The attorneys for the media interests countered Soghoian's first requested exemption by arguing that there is no real evidence of any current or future adverse effect on noninfringing use resulting from failed DRM-based services.  Companies that have closed their DRM operations have offered consumers remedies in the past and are likely to continue to do so in the future.  And even if they do not offer any remedies, consumers are legally bound by the companies' end user agreements that universally warn and disclaim responsibility for any future service failure.  Furthermore, the attorneys argued, any given copyrighted work, whether music or video, is available through various alternative sources for re-purchase in case one source ceases to operate.  As for the issue of consumers not reading end user agreements, that issue is currently before the FTC in a separate proceeding and should not be considered here because this rulemaking focuses on noninfringing use, and any use of content in violation of the end user agreements is automatically not noninfringing.  Regarding the researcher exemption, the attorneys pointed out that DRM allows media companies to offer content in a variety of innovative formats and test out new markets using emerging technologies, and therefore, such an exemption, which sends the message that any new scheme is hackable from day one, will deter innovation.  Further, this proceeding was intended by Congress only to address exemptions to circumvention, not the creation or manufacture of circumvention tools, which is categorically forbidden by the law.

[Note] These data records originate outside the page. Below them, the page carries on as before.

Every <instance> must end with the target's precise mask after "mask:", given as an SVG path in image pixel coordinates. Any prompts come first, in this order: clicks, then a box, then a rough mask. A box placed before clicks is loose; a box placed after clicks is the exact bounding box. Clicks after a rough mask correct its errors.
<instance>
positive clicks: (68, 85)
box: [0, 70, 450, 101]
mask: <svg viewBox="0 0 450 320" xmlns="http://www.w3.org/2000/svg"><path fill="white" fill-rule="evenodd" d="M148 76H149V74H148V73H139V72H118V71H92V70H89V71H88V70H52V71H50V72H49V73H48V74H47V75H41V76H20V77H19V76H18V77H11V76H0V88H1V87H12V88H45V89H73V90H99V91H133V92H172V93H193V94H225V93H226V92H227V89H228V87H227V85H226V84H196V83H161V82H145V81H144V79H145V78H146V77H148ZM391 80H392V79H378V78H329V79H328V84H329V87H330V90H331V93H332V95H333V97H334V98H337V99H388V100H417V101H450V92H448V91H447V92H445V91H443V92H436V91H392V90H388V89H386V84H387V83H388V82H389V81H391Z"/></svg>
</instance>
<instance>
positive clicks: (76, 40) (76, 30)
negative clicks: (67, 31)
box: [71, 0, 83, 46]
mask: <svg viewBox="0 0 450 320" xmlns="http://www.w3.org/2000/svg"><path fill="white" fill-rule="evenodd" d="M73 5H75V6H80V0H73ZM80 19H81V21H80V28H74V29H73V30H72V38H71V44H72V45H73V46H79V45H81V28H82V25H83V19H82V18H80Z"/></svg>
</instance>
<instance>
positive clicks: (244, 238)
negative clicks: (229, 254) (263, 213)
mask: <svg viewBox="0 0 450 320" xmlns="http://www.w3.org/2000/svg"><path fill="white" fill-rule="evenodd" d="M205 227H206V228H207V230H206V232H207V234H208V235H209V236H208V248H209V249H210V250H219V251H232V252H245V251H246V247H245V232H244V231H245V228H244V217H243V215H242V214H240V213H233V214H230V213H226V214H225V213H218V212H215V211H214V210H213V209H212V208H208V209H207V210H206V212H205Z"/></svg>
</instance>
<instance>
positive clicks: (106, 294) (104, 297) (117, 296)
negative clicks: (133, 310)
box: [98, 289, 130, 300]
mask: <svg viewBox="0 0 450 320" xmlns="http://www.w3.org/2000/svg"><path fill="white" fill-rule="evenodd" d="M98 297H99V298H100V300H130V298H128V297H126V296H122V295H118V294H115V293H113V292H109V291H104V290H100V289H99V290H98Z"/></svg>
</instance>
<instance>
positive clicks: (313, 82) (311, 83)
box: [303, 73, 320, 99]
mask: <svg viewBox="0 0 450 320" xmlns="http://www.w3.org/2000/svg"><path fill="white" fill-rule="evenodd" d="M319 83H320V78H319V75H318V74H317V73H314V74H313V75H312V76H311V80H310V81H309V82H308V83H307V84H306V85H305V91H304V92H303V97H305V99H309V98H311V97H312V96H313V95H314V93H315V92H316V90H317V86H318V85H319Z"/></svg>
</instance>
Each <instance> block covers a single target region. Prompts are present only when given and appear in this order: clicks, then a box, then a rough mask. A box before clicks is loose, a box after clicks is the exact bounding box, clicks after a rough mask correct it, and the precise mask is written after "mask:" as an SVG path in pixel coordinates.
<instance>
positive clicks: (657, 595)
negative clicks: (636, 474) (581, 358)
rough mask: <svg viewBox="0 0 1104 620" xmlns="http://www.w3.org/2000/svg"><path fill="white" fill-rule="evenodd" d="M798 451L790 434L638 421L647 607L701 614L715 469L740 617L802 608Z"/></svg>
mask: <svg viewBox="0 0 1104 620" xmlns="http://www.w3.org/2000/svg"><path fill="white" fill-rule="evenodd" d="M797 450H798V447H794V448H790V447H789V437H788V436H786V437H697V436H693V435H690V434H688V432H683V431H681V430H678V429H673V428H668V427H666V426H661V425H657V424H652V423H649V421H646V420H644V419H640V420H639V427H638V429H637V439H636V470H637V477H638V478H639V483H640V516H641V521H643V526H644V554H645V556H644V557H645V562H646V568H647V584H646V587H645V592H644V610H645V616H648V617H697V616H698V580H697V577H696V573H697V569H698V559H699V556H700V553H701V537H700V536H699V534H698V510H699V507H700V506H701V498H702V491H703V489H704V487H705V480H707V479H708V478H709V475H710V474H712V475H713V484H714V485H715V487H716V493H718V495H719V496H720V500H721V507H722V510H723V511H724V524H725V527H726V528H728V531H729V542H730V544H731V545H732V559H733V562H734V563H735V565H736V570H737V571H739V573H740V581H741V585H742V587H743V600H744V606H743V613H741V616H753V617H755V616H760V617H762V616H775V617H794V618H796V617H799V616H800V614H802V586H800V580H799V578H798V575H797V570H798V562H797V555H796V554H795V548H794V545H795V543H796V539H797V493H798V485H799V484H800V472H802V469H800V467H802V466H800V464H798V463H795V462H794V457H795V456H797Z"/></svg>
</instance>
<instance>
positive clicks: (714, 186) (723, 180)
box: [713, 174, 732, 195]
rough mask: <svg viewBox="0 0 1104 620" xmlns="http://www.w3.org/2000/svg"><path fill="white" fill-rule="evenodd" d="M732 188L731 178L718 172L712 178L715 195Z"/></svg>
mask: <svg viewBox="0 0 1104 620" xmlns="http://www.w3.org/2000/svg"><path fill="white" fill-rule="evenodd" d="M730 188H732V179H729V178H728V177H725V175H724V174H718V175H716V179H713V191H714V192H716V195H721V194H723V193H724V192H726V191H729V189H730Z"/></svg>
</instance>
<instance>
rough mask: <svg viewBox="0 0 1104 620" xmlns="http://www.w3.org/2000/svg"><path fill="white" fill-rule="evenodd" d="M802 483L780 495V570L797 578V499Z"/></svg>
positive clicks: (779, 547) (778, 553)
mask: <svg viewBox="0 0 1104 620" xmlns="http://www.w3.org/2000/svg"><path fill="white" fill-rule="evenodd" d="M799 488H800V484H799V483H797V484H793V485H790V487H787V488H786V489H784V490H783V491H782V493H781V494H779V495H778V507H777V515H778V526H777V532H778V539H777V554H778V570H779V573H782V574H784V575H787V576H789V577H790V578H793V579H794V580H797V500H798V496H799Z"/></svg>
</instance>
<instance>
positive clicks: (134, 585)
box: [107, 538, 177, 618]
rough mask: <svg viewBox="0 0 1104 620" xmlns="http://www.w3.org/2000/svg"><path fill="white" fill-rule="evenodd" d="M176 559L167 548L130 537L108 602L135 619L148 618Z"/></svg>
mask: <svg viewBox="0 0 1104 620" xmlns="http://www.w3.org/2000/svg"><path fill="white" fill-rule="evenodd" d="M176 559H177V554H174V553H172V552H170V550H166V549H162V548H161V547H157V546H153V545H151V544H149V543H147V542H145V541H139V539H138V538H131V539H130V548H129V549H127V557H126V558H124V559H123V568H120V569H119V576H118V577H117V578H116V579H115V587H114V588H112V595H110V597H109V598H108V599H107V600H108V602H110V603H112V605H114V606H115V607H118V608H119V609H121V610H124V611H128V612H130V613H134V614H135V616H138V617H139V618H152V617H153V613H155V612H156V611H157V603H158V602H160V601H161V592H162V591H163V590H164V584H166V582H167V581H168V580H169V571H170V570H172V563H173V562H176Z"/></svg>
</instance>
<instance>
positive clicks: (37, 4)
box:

While the panel questioned whether Soghoian had adduced evidence of any imminent harm resulting from failed DRM services and whether these exemptions, if granted, would be perpetual or near-perpetual as long as authentication server-based DRM exists in some form, they appeared at least equally troubled by the positions being taken by the copyright owner interests.  Several panel members seemed doubtful about whether there was any harm to copyright holders from granting the first exemption, since it would be limited to users who had already lawfully purchased the content whose protections would be circumvented.  At least one panel member admitted to not reading the end user agreement for iTunes before purchasing music from that store, and several others appeared troubled by the content owners' suggestion that consumers re-purchasing their entire media collection in case of a DRM service's failure is a reasonable alternative to granting the first exemption.  One panel member also doubtfully questioned the media attorneys on how they expected regular users to circumvent DRM on their own without the use of the second exemption if the first one were granted.